Bayu menjelaskan Pasal 1 angka 8 UU No.40 Tahun 2004 tentang Sistem Jaminan Sosial menyebut peserta adalah setiap orang, termasuk orang asing yang bekerja paling singkat 6 bulan di Indonesia, yang telah membayar iuran. Tidak ada ketentuan yang mengatur apakah iuran bisa berasal dari pengalihan surplus.

 

Lebih lanjut Pasal 17 UU No.40 Tahun 2004 menjelaskan mekanisme pembayaran iuran, misalnya untuk pemberi kerja bertugas memungut iuran dari pekerjanya, menambahkan sesuai kewajibannya dan membayarkan kepada BPJS Kesehatan.
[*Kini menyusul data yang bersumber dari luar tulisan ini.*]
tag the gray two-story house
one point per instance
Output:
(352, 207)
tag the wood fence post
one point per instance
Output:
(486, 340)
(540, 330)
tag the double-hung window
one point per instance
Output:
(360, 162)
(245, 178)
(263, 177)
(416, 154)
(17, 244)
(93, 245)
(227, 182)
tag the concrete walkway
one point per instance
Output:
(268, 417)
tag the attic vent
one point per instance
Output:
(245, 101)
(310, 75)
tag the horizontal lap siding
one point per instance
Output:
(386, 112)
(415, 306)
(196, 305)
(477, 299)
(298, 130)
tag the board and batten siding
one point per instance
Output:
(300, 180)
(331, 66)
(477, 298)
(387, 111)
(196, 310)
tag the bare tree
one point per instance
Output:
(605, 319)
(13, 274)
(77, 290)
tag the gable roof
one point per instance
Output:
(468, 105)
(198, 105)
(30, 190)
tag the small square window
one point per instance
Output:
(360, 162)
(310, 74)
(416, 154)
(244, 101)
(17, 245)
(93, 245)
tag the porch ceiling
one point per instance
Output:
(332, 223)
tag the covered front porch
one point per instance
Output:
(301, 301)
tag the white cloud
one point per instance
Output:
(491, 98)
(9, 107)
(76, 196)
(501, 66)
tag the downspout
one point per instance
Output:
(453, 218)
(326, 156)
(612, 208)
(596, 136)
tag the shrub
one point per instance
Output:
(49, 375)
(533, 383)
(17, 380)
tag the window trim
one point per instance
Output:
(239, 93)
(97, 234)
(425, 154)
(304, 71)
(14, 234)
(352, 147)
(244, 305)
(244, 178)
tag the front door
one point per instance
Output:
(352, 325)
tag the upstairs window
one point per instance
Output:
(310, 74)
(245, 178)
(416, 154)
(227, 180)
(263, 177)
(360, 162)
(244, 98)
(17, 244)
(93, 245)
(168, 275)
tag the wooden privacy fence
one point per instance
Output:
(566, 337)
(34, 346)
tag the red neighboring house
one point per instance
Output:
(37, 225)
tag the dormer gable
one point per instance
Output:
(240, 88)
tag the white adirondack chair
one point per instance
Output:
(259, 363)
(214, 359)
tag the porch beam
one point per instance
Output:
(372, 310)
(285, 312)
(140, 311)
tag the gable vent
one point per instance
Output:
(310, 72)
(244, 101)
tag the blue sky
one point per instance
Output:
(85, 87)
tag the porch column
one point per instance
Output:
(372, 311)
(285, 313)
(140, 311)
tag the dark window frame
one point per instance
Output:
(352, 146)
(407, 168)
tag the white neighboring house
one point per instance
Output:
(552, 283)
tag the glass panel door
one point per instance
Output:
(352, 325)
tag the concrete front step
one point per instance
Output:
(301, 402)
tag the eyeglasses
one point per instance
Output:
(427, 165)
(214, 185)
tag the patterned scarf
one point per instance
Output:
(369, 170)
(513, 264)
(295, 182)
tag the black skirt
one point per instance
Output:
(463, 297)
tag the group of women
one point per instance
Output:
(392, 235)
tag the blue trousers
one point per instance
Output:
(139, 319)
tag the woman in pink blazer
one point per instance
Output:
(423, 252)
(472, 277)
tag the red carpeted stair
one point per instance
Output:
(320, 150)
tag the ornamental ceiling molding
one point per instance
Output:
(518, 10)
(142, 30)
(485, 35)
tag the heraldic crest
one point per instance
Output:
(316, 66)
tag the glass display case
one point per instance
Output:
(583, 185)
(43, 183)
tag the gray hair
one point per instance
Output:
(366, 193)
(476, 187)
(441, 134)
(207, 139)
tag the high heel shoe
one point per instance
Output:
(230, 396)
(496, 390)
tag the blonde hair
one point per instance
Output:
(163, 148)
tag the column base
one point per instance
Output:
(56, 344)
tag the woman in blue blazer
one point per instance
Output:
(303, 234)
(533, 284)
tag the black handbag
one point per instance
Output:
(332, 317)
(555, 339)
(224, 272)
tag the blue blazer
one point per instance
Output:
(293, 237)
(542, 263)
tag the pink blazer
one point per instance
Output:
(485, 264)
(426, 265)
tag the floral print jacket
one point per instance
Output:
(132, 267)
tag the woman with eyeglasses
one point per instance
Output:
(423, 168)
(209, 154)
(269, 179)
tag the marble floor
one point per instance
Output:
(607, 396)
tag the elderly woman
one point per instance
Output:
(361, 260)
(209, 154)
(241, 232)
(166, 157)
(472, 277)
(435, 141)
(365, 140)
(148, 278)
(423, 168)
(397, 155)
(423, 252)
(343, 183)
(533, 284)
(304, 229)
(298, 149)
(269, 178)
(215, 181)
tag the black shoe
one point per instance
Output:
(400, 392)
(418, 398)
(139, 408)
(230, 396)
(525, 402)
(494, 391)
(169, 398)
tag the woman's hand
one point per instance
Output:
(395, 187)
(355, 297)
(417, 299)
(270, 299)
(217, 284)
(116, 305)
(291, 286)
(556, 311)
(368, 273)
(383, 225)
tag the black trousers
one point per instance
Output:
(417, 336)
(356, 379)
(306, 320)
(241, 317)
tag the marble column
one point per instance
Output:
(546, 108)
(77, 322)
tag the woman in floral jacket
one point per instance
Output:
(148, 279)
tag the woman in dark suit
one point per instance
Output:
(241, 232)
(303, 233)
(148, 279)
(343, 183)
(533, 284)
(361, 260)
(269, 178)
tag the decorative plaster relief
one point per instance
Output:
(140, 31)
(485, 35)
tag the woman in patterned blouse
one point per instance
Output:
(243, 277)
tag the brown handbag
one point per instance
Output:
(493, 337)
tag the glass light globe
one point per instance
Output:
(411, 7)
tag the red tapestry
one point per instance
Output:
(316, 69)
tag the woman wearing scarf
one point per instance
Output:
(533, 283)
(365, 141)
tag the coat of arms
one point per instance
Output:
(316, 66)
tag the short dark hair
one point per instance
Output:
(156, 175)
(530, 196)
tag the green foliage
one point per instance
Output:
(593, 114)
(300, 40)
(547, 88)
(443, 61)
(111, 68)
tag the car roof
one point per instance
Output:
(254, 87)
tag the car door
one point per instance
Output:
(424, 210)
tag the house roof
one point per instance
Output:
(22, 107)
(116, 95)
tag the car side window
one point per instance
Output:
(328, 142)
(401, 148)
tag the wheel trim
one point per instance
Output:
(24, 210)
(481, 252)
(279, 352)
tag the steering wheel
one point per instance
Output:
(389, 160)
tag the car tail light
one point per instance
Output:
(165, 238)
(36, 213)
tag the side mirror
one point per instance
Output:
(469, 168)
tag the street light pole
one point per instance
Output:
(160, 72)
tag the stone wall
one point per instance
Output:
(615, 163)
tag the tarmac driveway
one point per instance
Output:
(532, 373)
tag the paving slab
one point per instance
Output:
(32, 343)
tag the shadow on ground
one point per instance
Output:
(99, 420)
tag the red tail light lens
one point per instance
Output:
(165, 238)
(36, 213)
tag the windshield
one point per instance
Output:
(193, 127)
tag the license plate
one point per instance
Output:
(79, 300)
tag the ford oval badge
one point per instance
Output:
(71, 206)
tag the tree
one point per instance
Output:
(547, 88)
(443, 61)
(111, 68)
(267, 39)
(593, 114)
Bagi fakir miskin dan orang tidak mampu iurannya dibayar pemerintah.

 

“Dalam UU No.40 Tahun 2004 dan UU No.24 Tahun 2011 tidak ada ketentuan yang memberi ruang pengalihan surplus bisa digunakan untuk membayar iuran peserta,” ujar Bayu mengingatkan.

 

Mengutip Pasal 10 UU No.24 Tahun 2011 Bayu menghitung ada 7 tugas BPJS antara lain memungut dan mengumpulkan iuran dari peserta dan pemberi kerja; menerima bantuan iuran dari pemerintah; dan mengelola DJS untuk kepentingan peserta. Dari 7 tugas itu, Bayu menegaskan tidak ada satu ketentuan yang memerintahkan BPJS membayar selisih iuran peserta agar tidak naik dengan menggunakan surplus DJS.

 

Bayu mengingatkan Pasal 43 ayat (2) merinci penggunaan aset DJS yakni pembayaran manfaat atau pembiayaan layanan jaminan sosial; dana operasional penyelenggaraan program Jaminan Sosial; dan investasi dalam instrumen investasi sesuai peraturan perundang-undangan. Jika DJS mengalami surplus, mengacu PP No.87 Tahun 2013 tentang Pengelolaan Aset Jaminan Sosial Kesehatan, Bayu mengatakan surplus itu digunakan untuk menambah aset bersih DJS.

 

“Pengalihan surplus untuk membayar selisih iuran kelas 3 PBPU/BP tidak memiliki landasan hukum. Jika ini dilakukan maka BPJS Kesehatan melanggar UU No.40 Tahun 2004, UU NO.24 Tahun 2011, dan PP No.87 Tahun 2013,” tegasnya.

 

Jika direksi BPJS Kesehatan menjalankan rekomendasi Komisi IX DPR dengan mengalihkan surplus DJS untuk membayar selisih agar iuran kelas 3 PBPU/BP tidak naik, Bayu berpendapat direksi BPJS Kesehatan dapat terancam sanksi administratif. Pasal 38 UU No.24 Tahun 2011 menyebut direksi bertanggung jawab secara tanggung renteng atas kerugian finansial yang ditimbulkan atas kesalahan pengelolaan DJS.

 

“Penyalahgunaan DJS ini juga diancam pidana penjara paling lama 8 tahun dan denda paling banyak Rp1 miliar.”